To organize anyone (and maybe fall in love), do this

    Readers of last week's Modern Love column in the New York Times learned what organizers have known for decades: trust and intimacy are the keys to success.
    Sally Field and Ron Leibman in the 1979 labor film, "Norma Rae." (20th Century Fox Home Entertainment)
    Sally Field and Ron Leibman in the 1979 labor film, “Norma Rae.” (20th Century Fox Home Entertainment)

    If you’re a regular New York Times reader (and even if you’re not), chances are you’ve seen last week’s Modern Love column. Five days after publication, it’s still the site’s second most-emailed article — in part because it reads like the best scene of your favorite romantic comedy.

    The column describes a seemingly mythical psychology experiment conducted by Dr. Arthur Aron. His team of researchers brought two total strangers — a straight man and a straight woman — into a lab. They were told to answer a series of 36 increasingly personal questions (When did you last sing to yourself? What would you ask a fortuneteller? What’s your relationship like with your mother?), then look into each other’s eyes, uninterrupted, for four minutes. Having performed the ritual, the subjects got married six months later.

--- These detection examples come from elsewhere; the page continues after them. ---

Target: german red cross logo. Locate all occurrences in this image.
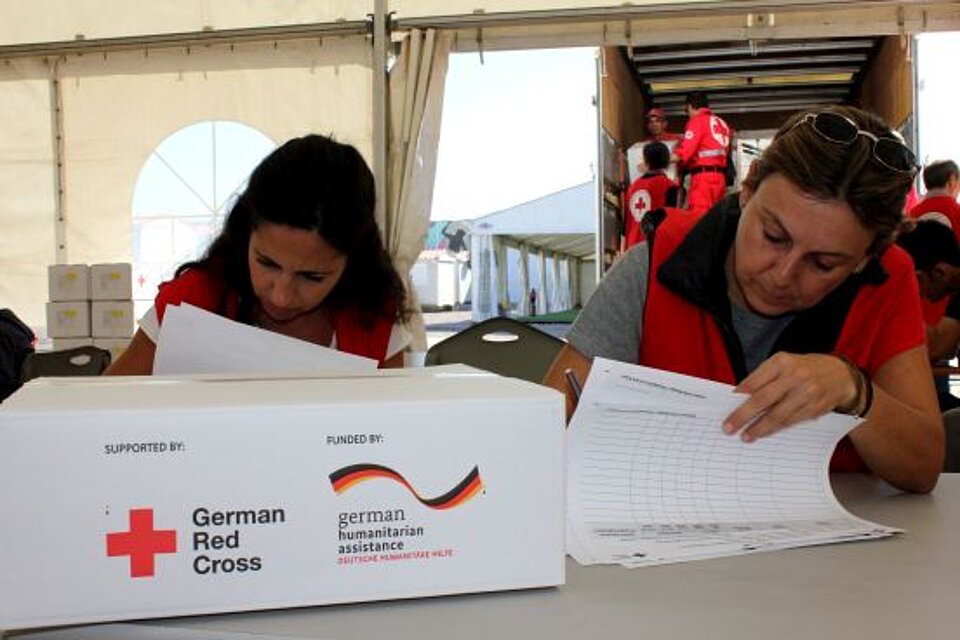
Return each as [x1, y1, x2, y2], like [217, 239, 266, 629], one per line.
[107, 509, 177, 578]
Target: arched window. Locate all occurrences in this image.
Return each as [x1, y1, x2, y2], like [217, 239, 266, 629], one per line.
[133, 121, 276, 317]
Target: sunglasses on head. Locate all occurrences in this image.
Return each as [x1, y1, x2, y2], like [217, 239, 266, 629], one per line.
[793, 111, 917, 174]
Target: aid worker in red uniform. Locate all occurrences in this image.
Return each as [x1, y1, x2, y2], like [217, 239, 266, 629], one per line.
[907, 160, 960, 326]
[673, 91, 730, 213]
[544, 106, 944, 492]
[106, 134, 412, 375]
[622, 142, 678, 251]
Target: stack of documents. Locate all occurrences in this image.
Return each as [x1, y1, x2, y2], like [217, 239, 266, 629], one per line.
[153, 303, 377, 375]
[567, 358, 899, 567]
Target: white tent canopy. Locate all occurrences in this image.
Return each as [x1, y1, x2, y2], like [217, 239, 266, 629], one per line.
[0, 0, 960, 340]
[470, 182, 597, 260]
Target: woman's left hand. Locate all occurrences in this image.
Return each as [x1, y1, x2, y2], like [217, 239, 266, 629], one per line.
[723, 352, 857, 442]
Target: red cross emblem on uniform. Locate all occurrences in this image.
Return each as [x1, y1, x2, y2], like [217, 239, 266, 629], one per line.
[107, 509, 177, 578]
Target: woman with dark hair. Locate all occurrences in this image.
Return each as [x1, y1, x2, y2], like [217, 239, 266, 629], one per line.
[107, 135, 410, 375]
[545, 107, 944, 491]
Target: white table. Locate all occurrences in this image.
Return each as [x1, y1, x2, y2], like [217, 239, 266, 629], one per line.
[133, 474, 960, 640]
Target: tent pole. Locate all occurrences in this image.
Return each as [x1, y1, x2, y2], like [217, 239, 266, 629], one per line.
[50, 58, 67, 264]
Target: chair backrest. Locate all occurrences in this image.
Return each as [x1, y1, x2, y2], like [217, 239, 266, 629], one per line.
[424, 318, 564, 382]
[20, 346, 110, 382]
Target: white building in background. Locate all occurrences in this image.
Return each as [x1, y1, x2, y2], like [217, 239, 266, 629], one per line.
[470, 181, 597, 321]
[410, 181, 597, 321]
[410, 222, 471, 310]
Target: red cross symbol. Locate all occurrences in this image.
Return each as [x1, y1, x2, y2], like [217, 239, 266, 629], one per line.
[107, 509, 177, 578]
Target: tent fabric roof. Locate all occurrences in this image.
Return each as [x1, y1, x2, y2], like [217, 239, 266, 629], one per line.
[470, 181, 597, 258]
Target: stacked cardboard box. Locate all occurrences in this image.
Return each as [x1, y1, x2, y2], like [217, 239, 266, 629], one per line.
[47, 263, 134, 359]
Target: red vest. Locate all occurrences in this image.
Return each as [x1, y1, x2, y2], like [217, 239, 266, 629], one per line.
[154, 268, 394, 366]
[624, 172, 677, 249]
[639, 207, 925, 471]
[673, 107, 730, 169]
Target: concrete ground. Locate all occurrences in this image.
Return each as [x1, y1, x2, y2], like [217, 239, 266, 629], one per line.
[423, 311, 570, 347]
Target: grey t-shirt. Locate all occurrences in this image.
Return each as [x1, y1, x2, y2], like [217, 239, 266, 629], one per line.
[567, 242, 793, 372]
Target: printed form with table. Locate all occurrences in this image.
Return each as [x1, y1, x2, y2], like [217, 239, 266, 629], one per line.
[0, 305, 898, 640]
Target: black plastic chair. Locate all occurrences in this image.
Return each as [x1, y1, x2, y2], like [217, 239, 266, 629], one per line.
[424, 318, 565, 382]
[20, 346, 111, 383]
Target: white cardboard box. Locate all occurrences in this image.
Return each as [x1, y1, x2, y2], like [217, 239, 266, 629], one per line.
[47, 300, 90, 338]
[93, 338, 130, 362]
[90, 300, 135, 338]
[0, 368, 564, 629]
[47, 264, 90, 302]
[90, 262, 133, 300]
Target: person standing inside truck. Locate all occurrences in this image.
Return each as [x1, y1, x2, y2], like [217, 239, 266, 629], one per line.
[106, 134, 411, 375]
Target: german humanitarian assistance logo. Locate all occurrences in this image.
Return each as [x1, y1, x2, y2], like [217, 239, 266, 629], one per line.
[107, 509, 177, 578]
[330, 464, 483, 509]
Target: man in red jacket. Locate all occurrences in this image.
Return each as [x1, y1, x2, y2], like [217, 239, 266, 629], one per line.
[623, 142, 678, 251]
[908, 160, 960, 232]
[673, 91, 730, 213]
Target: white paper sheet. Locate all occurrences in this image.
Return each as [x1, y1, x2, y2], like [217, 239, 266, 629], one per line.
[153, 304, 377, 375]
[567, 358, 897, 567]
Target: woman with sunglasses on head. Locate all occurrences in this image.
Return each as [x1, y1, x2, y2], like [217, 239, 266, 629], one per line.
[545, 107, 944, 492]
[106, 135, 410, 375]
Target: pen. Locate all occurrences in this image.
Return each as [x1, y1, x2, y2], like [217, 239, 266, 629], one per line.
[563, 369, 583, 402]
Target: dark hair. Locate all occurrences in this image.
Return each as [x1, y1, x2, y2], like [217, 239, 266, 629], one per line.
[897, 220, 960, 271]
[643, 142, 670, 171]
[923, 160, 960, 191]
[684, 91, 710, 109]
[177, 134, 407, 326]
[743, 106, 914, 252]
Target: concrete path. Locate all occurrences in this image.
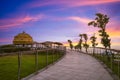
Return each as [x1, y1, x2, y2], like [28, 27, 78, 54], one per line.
[29, 51, 113, 80]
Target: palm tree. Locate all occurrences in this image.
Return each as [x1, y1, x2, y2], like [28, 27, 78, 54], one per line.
[68, 40, 73, 50]
[78, 34, 83, 51]
[90, 34, 98, 55]
[82, 34, 89, 53]
[88, 13, 111, 54]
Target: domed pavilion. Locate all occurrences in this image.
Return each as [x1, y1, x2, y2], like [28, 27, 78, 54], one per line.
[13, 31, 33, 47]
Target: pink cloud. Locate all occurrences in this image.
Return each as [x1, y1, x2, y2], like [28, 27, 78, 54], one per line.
[27, 0, 120, 7]
[0, 14, 44, 30]
[0, 38, 11, 43]
[67, 16, 92, 24]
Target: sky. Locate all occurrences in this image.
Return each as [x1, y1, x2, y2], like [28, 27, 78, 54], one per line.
[0, 0, 120, 49]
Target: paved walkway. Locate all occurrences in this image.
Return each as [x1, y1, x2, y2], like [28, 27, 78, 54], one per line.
[29, 51, 113, 80]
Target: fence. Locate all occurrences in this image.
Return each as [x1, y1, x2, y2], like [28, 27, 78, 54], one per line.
[0, 47, 66, 80]
[82, 47, 120, 79]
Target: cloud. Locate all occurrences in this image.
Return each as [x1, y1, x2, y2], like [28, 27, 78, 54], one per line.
[0, 14, 44, 30]
[0, 38, 11, 43]
[27, 0, 120, 8]
[67, 16, 92, 24]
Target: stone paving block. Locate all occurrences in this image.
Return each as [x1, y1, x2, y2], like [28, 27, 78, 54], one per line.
[28, 51, 113, 80]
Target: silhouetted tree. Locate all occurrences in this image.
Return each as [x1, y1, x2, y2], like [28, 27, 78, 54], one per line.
[88, 13, 111, 54]
[68, 40, 73, 50]
[82, 34, 89, 53]
[90, 34, 98, 55]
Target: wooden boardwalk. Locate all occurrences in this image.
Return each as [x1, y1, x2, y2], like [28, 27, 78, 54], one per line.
[28, 51, 114, 80]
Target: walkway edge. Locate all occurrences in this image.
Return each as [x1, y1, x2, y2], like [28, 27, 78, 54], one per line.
[88, 54, 120, 80]
[21, 53, 66, 80]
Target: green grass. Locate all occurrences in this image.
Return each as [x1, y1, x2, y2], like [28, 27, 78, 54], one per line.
[0, 52, 62, 80]
[94, 54, 120, 78]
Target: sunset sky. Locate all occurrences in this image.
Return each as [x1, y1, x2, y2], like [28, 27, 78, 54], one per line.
[0, 0, 120, 49]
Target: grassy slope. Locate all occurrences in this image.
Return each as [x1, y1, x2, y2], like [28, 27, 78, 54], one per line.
[0, 53, 63, 80]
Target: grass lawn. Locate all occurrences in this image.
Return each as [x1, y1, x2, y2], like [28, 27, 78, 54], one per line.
[0, 52, 62, 80]
[95, 54, 120, 77]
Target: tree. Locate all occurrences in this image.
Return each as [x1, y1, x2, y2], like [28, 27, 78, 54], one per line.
[90, 34, 98, 55]
[68, 40, 73, 50]
[82, 34, 89, 53]
[88, 13, 111, 54]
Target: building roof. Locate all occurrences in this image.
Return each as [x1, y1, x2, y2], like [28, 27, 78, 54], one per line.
[13, 31, 33, 45]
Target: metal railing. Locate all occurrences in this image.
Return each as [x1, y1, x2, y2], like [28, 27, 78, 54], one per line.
[0, 46, 66, 80]
[82, 47, 120, 79]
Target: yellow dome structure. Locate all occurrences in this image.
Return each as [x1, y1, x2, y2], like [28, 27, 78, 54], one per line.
[13, 31, 33, 46]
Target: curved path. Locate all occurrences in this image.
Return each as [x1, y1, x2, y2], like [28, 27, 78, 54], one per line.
[29, 51, 113, 80]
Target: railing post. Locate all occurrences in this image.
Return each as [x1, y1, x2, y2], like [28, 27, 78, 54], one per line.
[46, 49, 48, 66]
[18, 51, 21, 80]
[35, 48, 38, 72]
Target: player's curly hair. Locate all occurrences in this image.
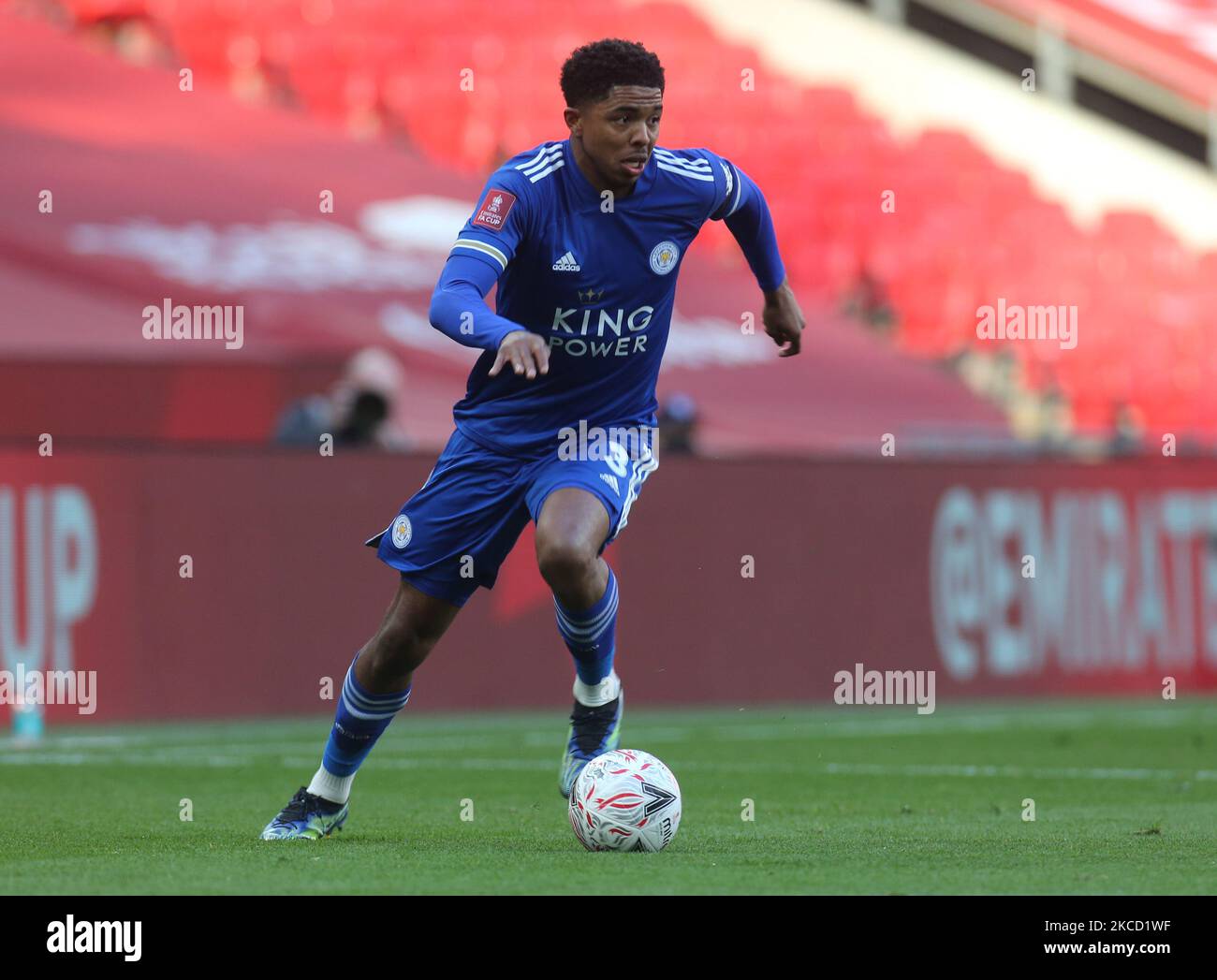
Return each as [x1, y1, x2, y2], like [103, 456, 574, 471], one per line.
[561, 37, 664, 109]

    Reading about the study after a bad break-up, the column’s author, Mandy Len Catron, decided to test it out with a cute guy she knew from college and saw periodically at her climbing gym. The pair went to a bar, sheepishly agreed to ask each other Dr. Aron’s questions — which she likened to a frog in boiling water, not realizing it was getting hot until it’s too late. Then, at the end of the night, they walked to a bridge to stare into each other’s eyes for an exhilarating four minutes. They’re still in love.

    I read the column during some down time at a four-day retreat for an organization I’ve worked closely with over the last several years, the Divestment Student Network. It’s safe to say that, at 9 p.m. on a very long day three, most of my thoughts had converged onto one track.

    Not thinking much of it, the topic came back up on the drive home. The four of us in the car, minds still buzzing with questions from the weekend, had all read the column, and remarked on how it took some of the mystique out of finding love, or — for that matter — any sort of personal connections, romantic, platonic or otherwise. After talking about it for some time, it also occurred to us that organizers have known the secret to Dr. Aron’s study for decades. The work we’d done over the previous four days was all premised on one thing: relationships — deep, intimate, but not necessarily romantic relationships. Most of our time together had been spent building them.

    “One-on-ones,” first systematized by Saul Alisnky, are the bread and butter of organizing. The idea is to get to really know someone, learn their story and uncover their self-interest in working on a given issue. Much like Catron’s “boiling frog” metaphor, one-on-one participants might unexpectedly find themselves spilling details about their childhood, or agreeing to pass out flyers. In some cases, one-on-ones also feel like a date; more than a few new organizers have been confused about the (sometimes thin) distinction between the two. Conversely, experienced organizers can be scarily charming dates.

    Sitting in the car, we’d all had varying levels of exposure to and experience with organizing, even if not all of us have found romantic love. As it so happens, effectively running a national network can be simpler than effectively running your own personal life. The point of Catron’s story, we concluded, isn’t that there’s some magical formula for finding love (or, for that matter, organizing), but that being emotionally vulnerable — on a date or a one-on-one — is the key to meaningful connection, whether your goal is to get someone to a picket line or behind a white picket fence with two-and-a-half kids. Isn’t the point of dating, after all, just to divine whether two people have a shared self-interest in spending more time with each other?

    You can’t choose who wants to build mass popular movements, although organizers have spent years trying, and you can’t create genuine relationships based on self-interest out of convenience alone. Organizing, though, “is a more pliable thing than we make it out to be.” Like dating, it’s more of a craft than an art. With practice, over time, it’s possible — simple even — to generate trust and intimacy, the feelings all successful organizations need to thrive.

    If you think staring into someone’s eyes for four minutes is a weird way to end an organizing conversation, though, you’re probably right.